途端に耳に痛いほどだった雨音が小さくなった。防音の膜のようなものを張ったらしい。
セレン、と彼は何気なく呼ぶ。
彼の透き通るような声は、この雨音の中をも軽く渡っていく。反応があるまで時間は必要なかった。
「シグリィ様ああああああ」
少し離れたところの家の陰からセレンが飛び出してきた。そのまままっすぐ駆けてくると、勢いのままシグリィに飛びつく。
「ごめんなさいー! こんなに破壊し回るつもりなかったんですよぅ」
「分かってる。家を崩すのが一番戦いやすかったんだな?」
「……はい」
「傭兵はどれくらいいた?」
「十人そこそこです。でもこの雨がつらくて」
セレンは顔をしかめて飛び跳ねてくる雨を払う。
「そうだろうな」
シグリィは何でもないことのように応答するが、ラナーニャは内心舌を巻いた。
朱雀の術者は、精神統一を阻害する環境を嫌う。荒れ模様の天気はその最たるところで、シレジアの術師たちも、空模様はとても気にしていたのだ。
そのためシレジアの重臣には、必ず青龍の『読師』がいた。天候を読むのに長けた彼らは、シレジアでは非常に重宝されるわけで……
(この雷雨の中、一人で十倍の人数に応戦していたのか)
もちろんセレンの魔力なら遅れを取らないのだろうが、ここは狭い住宅街だ。家を壊さないようにするなら威力を抑えるしかない。
小規模魔術を連発する労力よりも、中規模の威力で家もろとも破壊することで、攻撃力を上乗せしたということだ。
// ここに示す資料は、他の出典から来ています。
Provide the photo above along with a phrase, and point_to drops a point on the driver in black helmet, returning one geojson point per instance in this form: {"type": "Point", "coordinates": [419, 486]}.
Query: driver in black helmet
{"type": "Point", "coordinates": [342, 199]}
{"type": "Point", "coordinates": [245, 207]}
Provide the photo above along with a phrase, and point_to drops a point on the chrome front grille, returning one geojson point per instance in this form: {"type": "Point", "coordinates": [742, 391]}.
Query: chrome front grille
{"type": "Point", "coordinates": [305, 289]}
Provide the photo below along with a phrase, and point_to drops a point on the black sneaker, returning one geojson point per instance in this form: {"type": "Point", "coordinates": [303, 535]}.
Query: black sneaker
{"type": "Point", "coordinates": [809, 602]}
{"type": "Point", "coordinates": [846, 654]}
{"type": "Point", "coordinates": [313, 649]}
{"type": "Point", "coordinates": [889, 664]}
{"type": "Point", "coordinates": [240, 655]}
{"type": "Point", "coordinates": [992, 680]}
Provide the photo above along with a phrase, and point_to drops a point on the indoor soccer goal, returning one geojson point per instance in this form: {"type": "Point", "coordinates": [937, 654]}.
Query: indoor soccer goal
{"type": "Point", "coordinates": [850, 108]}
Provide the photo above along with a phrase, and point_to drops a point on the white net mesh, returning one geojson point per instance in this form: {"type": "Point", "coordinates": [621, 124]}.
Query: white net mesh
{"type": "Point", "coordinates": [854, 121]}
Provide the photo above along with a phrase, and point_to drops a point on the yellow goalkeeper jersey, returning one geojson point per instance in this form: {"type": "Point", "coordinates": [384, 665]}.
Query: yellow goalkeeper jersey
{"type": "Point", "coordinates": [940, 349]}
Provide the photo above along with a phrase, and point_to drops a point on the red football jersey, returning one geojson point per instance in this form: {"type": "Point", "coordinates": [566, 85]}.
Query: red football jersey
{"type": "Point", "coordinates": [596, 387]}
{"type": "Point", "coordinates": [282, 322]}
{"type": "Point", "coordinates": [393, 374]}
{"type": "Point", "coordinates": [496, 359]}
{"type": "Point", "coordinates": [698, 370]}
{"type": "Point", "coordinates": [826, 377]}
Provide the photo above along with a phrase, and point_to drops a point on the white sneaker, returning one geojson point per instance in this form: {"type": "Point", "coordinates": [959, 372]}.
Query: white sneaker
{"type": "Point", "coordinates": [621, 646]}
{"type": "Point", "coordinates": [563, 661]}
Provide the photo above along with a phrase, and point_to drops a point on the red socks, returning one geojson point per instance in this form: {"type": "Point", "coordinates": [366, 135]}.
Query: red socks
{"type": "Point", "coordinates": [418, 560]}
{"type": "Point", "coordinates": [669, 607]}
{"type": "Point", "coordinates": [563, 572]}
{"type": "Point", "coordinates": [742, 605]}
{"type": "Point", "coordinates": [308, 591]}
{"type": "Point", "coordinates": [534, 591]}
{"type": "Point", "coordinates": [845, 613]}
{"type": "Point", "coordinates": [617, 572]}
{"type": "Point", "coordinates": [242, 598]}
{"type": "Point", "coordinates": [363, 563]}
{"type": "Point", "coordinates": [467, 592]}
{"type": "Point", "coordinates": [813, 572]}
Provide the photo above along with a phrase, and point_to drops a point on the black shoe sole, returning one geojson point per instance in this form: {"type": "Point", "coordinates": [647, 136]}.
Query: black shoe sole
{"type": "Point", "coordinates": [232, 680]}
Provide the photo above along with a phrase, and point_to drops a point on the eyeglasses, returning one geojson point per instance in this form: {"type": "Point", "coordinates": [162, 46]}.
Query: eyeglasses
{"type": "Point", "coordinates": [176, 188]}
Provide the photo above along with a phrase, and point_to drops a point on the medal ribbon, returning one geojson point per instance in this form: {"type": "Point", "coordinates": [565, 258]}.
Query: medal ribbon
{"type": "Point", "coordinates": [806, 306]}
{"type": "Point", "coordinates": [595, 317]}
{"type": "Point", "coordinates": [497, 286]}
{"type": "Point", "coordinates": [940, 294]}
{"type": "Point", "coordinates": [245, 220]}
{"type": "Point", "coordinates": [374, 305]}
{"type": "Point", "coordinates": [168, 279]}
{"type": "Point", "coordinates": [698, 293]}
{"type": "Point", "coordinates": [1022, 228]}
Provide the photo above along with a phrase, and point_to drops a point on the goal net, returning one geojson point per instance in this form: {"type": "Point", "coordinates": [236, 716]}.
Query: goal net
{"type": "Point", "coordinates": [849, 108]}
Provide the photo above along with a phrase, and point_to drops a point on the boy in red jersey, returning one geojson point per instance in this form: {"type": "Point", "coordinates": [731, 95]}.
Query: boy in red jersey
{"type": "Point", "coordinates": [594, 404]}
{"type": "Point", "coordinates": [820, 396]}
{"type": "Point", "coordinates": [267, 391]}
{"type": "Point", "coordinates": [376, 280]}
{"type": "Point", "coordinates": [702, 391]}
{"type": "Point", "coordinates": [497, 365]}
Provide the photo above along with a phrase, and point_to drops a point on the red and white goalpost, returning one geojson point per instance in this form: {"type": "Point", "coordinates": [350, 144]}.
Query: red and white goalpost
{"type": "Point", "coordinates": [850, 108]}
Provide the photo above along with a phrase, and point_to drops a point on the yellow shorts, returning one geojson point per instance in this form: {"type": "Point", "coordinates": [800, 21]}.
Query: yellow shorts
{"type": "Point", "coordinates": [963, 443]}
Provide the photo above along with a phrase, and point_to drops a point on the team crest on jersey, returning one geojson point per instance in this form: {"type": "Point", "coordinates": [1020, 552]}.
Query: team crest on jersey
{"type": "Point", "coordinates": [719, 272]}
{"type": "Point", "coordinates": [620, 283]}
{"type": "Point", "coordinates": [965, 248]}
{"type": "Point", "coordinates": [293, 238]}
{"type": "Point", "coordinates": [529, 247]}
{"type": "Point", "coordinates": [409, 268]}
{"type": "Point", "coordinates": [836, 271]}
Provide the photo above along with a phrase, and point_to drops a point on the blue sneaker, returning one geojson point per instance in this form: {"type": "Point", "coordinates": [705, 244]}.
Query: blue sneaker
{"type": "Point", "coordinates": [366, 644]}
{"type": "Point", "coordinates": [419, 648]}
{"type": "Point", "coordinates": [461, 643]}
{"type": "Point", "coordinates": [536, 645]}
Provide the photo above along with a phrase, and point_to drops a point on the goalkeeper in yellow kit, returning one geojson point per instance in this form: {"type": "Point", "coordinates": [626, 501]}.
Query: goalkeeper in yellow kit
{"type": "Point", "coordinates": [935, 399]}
でも私だけじゃありませんよ、とセレンは杖を持ち直しながら言った。
「あっちも平気で家を壊していたので、遠慮するのはやめました。でも怒られたらごめんなさい」
「そのときはそのときだ。雨の中大変だったな」
はい大変でした、とセレンは真正直に答える。
その頃にはラナーニャも気づいていた。ずぶ濡れのセレンの顔や白い腕に、うっすらと傷がある。この雨の夜では見づらいが、本当はもっと怪我をしているのかもしれない。
(どうしてこんな……)
セレンはあくまで明るい。それを見上げて、ラナーニャは胸が痛むのを感じる。
“迷い子”に襲われるのならともかく、なぜ人間に襲われなくてはいけないのだろう?
襲ってきたのは傭兵だと言う。お金で雇われた戦士たち。
では、雇ったのは誰?
セレンも加わり三人、家の軒下に立って空を見上げる。
雨は絶え間なく降り続き、夜と雲は二重に重なって重厚な闇を作り出す。
「……今すぐにでもクルッカに戻ろうと思っていたんだが……」
シグリィが軽くため息をついた。「この天気では、下手に動かないほうがよさそうだな」
明るいセレンも、空を見上げるときだけは心底憂鬱そうだ。この雨の中戦い続けるのは、ラナーニャの予想以上に大変だったのだろう。
本当は、とシグリィも雨を見ながら続けた。
「セレンの転移術で移動するつもりだったんだ。そもそも、セレンが転移術をできる人間だと察したからこそ、『彼』はセレン一人を危険視した」
「……彼というのは、やっぱり――」
「ユドクリフ・ウォレスター。……だと思われる人物」
まだ確定ではないな、と言い足してあごに指をかける。「彼は今ごろクルッカにいるんだと思うんだが……いったい何がしたいのだろうな」
「カミルたちを始末しちゃいたいんじゃないですかー?」
「明るく言うんじゃないセレン。とはいえ、そうだな、普通に考えたらそうしたいんだろうが――」
ふと、これが気になるな、とシグリィはずっと閉じたままだった片手の掌を開いた。
彼の手にあったのは、掌に包んでしまえるほど小さな、木彫り細工の像――
あ、とセレンが口を手で覆う。
「それ、地租四神の朱雀じゃないですか! アブないですよシグリィ様、捨てちゃわないと、誰かに見られでもしたら!」
「心配するな。サモラには地租四神信仰を排斥した歴史はない」
「でもでもマザーヒルズは地租四神が大っ嫌いじゃないですか」
「まあそうなんだが。……どうした、ラナ?」
シグリィの視線が黙っていたラナーニャに向く。重ねてセレンの視線も。
ラナーニャはおそるおそる口を開いた。
「ち、地租四神って……大陸四神の、か?」
「地租四神と言ったら一種類しかないと思うよ」
「で、でも。だったら!」
思わず声が強くなった。「排斥なんて、どうして……!」
それを聞いて――
シグリィが珍しく目を丸くした。何かを考えるように視線を虚空に投げ、それから改めてラナーニャを見つめる。
とても真剣に。
「ラナ。シレジアでは地租四神をどう伝えているのか、教えてくれないか」
「――、シレジア、では……」
言葉に詰まった。シレジアでは。それはとりもなおさず『シレジア以外では』違うということだ。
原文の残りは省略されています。